姜姚这一闹场,一旁的闲杂人等都聚拢到了一处。

“你们侵权了,侵权了,懂吗?”姜姚气焰嚣张大声嚷道。

“小娘子,清?泉?什么清泉?”那身穿上襦下裙的女子低声问道。

“刚刚你们演的,是我绘本的内容。这就是侵权。”姜姚一字一句说道。这个时代保护知识产权吗?

“什么事?”一少年拨开人群走了进来。那少年眼睛静若寒潭。

“你,你……”姜姚捂嘴,连连后退。

“小娘子,怎么了?”那少年朝众人望去。一身勾线白色斓衫更衬出他气度非凡。他那清澈见泉的眼眸,此刻暗沉沉,仿佛下一秒就能将人吞没。

“小哥,我们见过,前几日,你的马折了腿。”姜姚攥紧拳头,强装镇静说道。他是出手大方的财神爷,也是杀马的刽子手。

“阿?那日多谢小娘子的马,我们才能按时回到城中。”那少年冷冷说道。

“公子无须客气,公子给过谢礼了。”姜姚半眯着眼,扯了扯嘴角,贵公子是安全回了城,她们却露宿荒郊。

“刚刚怎么回事?”那少年严肃问道。

“小娘子刚才说清泉?又说我们排演的台戏是清泉?”那上襦下裙的女子皱眉说道。

“侵权。侵犯的侵,权利的权。不是你们所谓的‘清泉石上流’的清泉。”姜姚捂额。侵权这两个字这么难理解吗?还是那该死的口音问题。

“台戏侵权?何解。”那少年眉头一皱,不可思议望着她。

“总体来说,你演的台戏抄袭我画的绘本。”姜姚叉着腰,不满说道。跟他们这些人是说不明白了,是吗?

“抄袭?小娘子,你这是污蔑。”那少年暗沉的眼眸仿佛吞噬着她眼中所有的光。

“污蔑?怎么算污蔑呢?这台戏从何而来。”姜姚闭上了眼,据理力争说道。她能争取回这侵权的费用。

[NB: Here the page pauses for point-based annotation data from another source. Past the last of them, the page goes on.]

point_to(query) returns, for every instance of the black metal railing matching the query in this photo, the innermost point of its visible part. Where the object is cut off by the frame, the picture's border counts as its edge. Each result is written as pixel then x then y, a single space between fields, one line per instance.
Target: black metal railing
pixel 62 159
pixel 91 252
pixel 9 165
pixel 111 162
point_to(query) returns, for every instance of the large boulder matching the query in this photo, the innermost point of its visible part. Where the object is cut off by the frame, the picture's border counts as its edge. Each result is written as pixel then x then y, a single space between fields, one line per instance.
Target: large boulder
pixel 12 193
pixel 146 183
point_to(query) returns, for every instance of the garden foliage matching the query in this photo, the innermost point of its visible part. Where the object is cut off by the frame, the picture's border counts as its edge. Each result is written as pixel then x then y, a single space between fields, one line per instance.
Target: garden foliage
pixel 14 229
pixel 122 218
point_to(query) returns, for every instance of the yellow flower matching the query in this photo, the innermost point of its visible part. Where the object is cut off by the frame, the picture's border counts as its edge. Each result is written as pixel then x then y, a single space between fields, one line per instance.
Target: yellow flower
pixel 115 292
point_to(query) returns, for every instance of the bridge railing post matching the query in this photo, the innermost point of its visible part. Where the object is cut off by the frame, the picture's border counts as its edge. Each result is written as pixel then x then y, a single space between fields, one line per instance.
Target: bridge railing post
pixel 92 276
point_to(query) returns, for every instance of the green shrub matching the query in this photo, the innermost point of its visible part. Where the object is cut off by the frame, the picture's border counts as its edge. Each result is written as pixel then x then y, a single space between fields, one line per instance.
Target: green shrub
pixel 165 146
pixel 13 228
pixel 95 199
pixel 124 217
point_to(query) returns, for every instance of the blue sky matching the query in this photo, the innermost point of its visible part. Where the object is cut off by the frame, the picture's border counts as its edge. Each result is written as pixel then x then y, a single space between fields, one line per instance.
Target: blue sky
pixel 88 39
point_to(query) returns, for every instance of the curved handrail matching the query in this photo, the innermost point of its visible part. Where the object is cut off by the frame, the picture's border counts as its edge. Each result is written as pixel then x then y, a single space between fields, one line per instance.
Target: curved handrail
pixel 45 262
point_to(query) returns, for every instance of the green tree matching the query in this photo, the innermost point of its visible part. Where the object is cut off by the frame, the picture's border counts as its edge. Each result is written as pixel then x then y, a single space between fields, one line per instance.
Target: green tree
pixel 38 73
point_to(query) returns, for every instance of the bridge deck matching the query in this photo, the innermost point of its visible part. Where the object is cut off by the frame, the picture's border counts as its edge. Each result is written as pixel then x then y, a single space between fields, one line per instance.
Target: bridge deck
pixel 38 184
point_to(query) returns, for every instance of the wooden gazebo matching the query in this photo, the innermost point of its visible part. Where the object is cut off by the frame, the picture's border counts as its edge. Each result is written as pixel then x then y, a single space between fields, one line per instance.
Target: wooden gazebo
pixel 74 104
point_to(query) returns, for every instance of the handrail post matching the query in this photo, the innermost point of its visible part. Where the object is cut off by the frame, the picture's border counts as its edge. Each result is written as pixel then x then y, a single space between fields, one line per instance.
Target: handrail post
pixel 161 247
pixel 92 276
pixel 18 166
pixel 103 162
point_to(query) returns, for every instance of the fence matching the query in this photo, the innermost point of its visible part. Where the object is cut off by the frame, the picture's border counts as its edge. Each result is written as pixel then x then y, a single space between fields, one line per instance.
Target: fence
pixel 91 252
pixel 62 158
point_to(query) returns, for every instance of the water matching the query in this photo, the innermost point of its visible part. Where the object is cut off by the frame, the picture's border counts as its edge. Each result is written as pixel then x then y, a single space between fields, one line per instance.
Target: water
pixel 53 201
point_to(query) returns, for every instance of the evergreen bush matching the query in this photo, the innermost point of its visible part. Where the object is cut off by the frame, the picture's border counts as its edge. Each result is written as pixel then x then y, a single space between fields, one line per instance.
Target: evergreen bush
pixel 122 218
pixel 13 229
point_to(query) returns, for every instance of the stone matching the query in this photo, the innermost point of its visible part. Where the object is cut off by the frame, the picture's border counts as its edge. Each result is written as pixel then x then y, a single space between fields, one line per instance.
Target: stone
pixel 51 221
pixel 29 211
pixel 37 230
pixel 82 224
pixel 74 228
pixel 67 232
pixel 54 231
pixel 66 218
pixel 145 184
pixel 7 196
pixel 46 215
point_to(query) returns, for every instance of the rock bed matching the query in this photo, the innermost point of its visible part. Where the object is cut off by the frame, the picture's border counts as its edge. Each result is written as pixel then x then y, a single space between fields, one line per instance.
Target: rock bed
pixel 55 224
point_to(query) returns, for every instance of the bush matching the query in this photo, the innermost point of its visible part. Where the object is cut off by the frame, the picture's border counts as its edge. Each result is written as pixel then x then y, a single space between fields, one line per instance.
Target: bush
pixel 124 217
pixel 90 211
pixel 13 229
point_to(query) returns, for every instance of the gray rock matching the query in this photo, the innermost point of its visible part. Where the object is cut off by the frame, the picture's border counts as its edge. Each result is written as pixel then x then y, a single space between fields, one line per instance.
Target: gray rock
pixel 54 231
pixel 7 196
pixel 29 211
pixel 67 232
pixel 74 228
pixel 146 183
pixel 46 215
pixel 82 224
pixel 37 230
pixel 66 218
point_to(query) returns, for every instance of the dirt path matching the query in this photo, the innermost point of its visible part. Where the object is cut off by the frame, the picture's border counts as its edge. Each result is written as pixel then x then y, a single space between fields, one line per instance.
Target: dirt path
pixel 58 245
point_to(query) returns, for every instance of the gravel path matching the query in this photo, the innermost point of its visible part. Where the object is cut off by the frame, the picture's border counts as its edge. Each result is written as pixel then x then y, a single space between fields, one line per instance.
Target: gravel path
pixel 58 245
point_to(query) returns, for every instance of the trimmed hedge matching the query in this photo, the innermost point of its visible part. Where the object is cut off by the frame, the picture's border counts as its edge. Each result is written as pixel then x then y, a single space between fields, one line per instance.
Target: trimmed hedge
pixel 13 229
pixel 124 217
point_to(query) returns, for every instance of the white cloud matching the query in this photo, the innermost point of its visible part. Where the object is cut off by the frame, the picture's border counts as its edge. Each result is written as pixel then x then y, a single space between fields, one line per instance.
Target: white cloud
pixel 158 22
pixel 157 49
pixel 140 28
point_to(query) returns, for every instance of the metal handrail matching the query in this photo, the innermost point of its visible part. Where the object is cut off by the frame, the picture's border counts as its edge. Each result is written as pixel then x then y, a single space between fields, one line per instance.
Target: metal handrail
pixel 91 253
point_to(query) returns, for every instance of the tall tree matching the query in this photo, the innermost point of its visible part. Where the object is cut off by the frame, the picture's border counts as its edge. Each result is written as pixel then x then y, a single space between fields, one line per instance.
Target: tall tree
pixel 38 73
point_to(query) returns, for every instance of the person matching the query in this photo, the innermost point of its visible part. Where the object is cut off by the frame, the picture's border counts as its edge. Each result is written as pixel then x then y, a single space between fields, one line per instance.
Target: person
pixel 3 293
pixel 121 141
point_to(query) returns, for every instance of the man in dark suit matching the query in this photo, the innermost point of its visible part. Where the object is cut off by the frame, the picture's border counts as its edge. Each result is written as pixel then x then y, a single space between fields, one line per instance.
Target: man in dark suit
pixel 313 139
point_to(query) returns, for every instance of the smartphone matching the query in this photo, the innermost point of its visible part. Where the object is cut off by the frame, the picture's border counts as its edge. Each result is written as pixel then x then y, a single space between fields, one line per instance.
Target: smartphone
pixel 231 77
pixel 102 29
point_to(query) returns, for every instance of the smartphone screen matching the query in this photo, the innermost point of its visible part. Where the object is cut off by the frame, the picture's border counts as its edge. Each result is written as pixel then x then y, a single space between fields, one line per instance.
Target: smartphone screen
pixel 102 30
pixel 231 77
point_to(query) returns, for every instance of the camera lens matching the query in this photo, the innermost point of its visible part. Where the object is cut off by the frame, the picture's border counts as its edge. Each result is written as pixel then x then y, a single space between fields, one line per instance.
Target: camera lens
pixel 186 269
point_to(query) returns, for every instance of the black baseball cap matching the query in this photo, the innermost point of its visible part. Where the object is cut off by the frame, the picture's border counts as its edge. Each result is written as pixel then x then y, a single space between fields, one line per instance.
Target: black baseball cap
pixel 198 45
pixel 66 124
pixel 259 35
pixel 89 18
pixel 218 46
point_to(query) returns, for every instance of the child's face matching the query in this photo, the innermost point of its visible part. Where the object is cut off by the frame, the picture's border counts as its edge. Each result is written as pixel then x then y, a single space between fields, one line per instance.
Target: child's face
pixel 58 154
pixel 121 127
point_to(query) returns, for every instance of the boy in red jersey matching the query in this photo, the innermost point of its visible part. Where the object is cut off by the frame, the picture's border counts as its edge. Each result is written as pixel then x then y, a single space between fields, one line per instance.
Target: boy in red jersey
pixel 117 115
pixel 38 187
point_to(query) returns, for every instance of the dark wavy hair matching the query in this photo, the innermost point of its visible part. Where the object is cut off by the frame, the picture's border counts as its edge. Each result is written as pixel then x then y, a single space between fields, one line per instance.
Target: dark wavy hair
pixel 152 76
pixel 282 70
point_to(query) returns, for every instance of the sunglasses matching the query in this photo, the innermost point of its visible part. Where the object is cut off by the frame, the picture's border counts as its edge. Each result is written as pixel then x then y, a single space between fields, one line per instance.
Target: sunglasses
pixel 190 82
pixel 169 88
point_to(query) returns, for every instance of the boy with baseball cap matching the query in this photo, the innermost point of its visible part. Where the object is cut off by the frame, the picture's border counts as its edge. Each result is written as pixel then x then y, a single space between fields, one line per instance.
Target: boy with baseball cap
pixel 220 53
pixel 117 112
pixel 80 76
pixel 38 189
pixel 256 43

“翟先生,你出来一下。”那少年朝那排倒座房大喊一声。

“东家?何事?”翟先生从后院的倒座房跑了出来。

“小娘子?你怎么也在此。”翟先生诧异望着姜姚。

“翟先生,这是怎么回事?”那少年不解望着老者。

“怎么回事?翟先生,请你告诉大伙,排演的这台戏是抄袭了我的绘本。”姜姚双手环胸,信心百倍说道。当面锣对面鼓的,谁怕谁?

“小娘子,老朽说书的话本确实参照了范娘子提供的《白头吟》书册。可《白头吟》这诗却是历史流传下来的。”翟先生面露难色说道,他的手指紧紧拽着胡须。

“小妾名娉娉,这角色是我特地杜撰的。”姜姚直跺脚,她大声嘟囔道。《白头吟》确实是自古流传下的诗,可从古至今没人敢这样杜撰呀。

“有何凭据?”那少年冷漠叉着手。

“十二娘。”姜姚转身跑开了……

“翟先生,这……”少年板着脸,严厉质问道。

那老者面色潮红的点点头,手指不安绞着胡须。

姜姚把十二娘拖了出来。

“公子有理了,事情来龙去脉,我已知晓。”十二娘朝那少年行礼。

“十二娘,快说。”姜姚嘟着嘴,气焰嚣张说道。证人在此,众人还能说什么。

“公子所排的台戏如夏荷所诉,这台戏确实是抄袭我们的绘本《白头吟》。”十二娘斩钉截铁说道。

姜姚斜着眼,嘟着嘴,得意洋洋点头。

“《白头吟》这绘本遗失了,我们现在也无甚凭据。”十二娘艰难说完。

姜姚闭眼,这该说的,不该说的,十二娘都给人抖了出来。这无凭无据的,别人会认才怪。

“娘子大才,李三思这厢有礼了。”那少年顿时松了一口气。

“李公子无须多礼。”十二娘俯身,眼神清明说道。

“东家,这书册正是两位小娘子所绘。”翟先生长长舒了一口气,献宝般递上绘本。

“小娘子大才,李某愿出银钱购之。”李三思赧然一笑。

“绘本买断就不算侵权了。”姜姚和煦笑了。大才?这说的是她吗?怎么这么难为情呢?

“小娘子,糖醋鲤鱼还上桌吗?”伴鹤不知何时出现在后院中。

这小厮怎么这么没眼力见呢,哪壶不开提哪壶。